# Pasture weed



## RoosterDo

I dont know what it is but try just mowing it down and whenever it pops up mow it down again eventually the grass will take over and no more weeds! Safer than chemicals.


----------



## apachiedragon

The only sure-fire way to get it gone is to dig it up, roots and all, and dispose of it as soon as you see it growing. But that takes a lot of time and effort. I don't know what it's called, but we are fighting it too. I'm not a fan of chemicals in my pasture because most that kill weeds will kill off the clover too, which I want to keep, so we do it the hard way...


----------



## NorthernMama

I don't know what it's called, but it's root driven -- like dandelion. Unless you kill the root you'll never get rid of it. Dig it up as best you can given the quantity and time you have, then put lots of salt there. That has helped me to get rid of burrs and wild rubarb. If there is a lot, it may one day mean tilling up, drying and reseeding. Not a cheap prospect, but one that I am looking at for my pastures...


----------



## MyBoyPuck

I don't know how many of there are to pull, but that tool called the weed hound would get that out very easily and it's fun to use too.
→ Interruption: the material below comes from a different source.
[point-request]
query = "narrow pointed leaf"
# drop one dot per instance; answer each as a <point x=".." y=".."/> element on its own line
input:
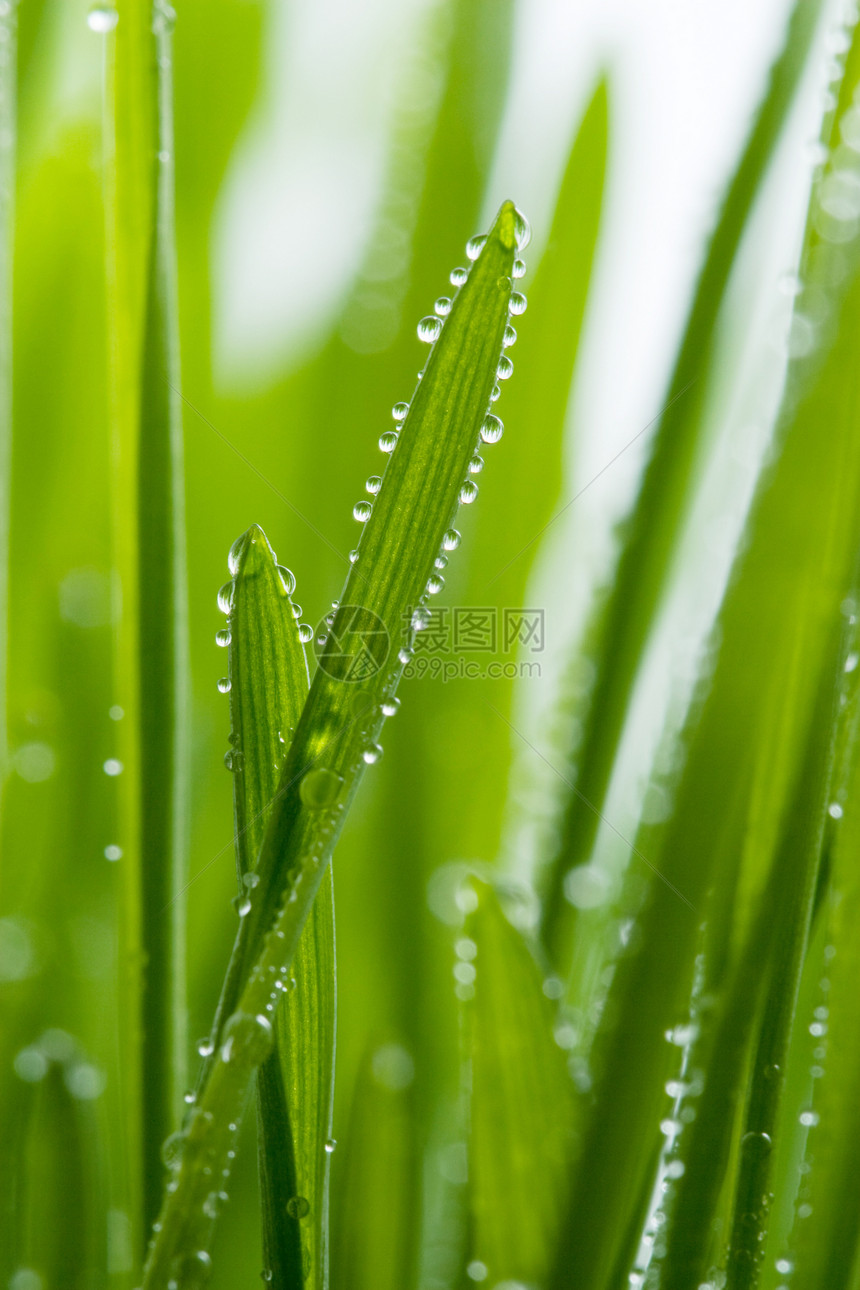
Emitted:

Hit them after a rain storm when the ground is soft and they'll come right out.


----------



## apachiedragon

Funny you should say that Puck, I was just using my Garden Claw on some dandelions today, lol. I'm sure it would make easy work of them.

Garden Weasel Garden Claw


----------



## kim_angel

Found out what it is...

Its called Bitter Dock (Rumex obtusifolius).

Rumex obtusifolius - Wikipedia, the free encyclopedia

"Broadleaf dock is considered a weed and is slightly poisonous. It is designated an "injurious weed". Livestock have been known to get sick after feeding on it. *But eradicating the plants is difficult.* The perennial plant can have a *deep taproot reaching 5 feet down*. Also, the milk of the plant has been known to cause mild dermatitis.

Seeds have toothed wing structures, allowing them to be dispersed by wind or water, and also allow them to attach to animals or machinery to be spread great distances. They can lie dormant for years before germination, making vigilant pulling or tilling essential.

First year plants can seed, making early detection important for eradication.

The main weaknesses of Broadleaf are its poor competition, crowding causes flowering to be delayed for up to three years, and its susceptibility to disturbance. Frequent tilling will disrupt roots and kill seedlings and even older plants. The plant also thrives in moist environments and improved drainage can also help control its growth."


http://missouriplants.com/Greenalt/R...lius_plant.jpg


----------



## EQ1

that is pigweed. Do not know scientific name off top of head. It is poisonous although they will not eat it. It is perenial and spreads prolifically by seed. Mowing won't stop it as it will go to seed when only and inch or two high. 

I have had luck spraying it with weed-b-gone. Most suscessful if spray it in spring. It will need repeated sprayings but you can get ahead of it. New leaves will come up so you may need to spray it a few times. Good luck!


----------



## glitterhorse

I have those in my pasture too! it's very annoying. Idk what we spray it with though, my parents usually do it


----------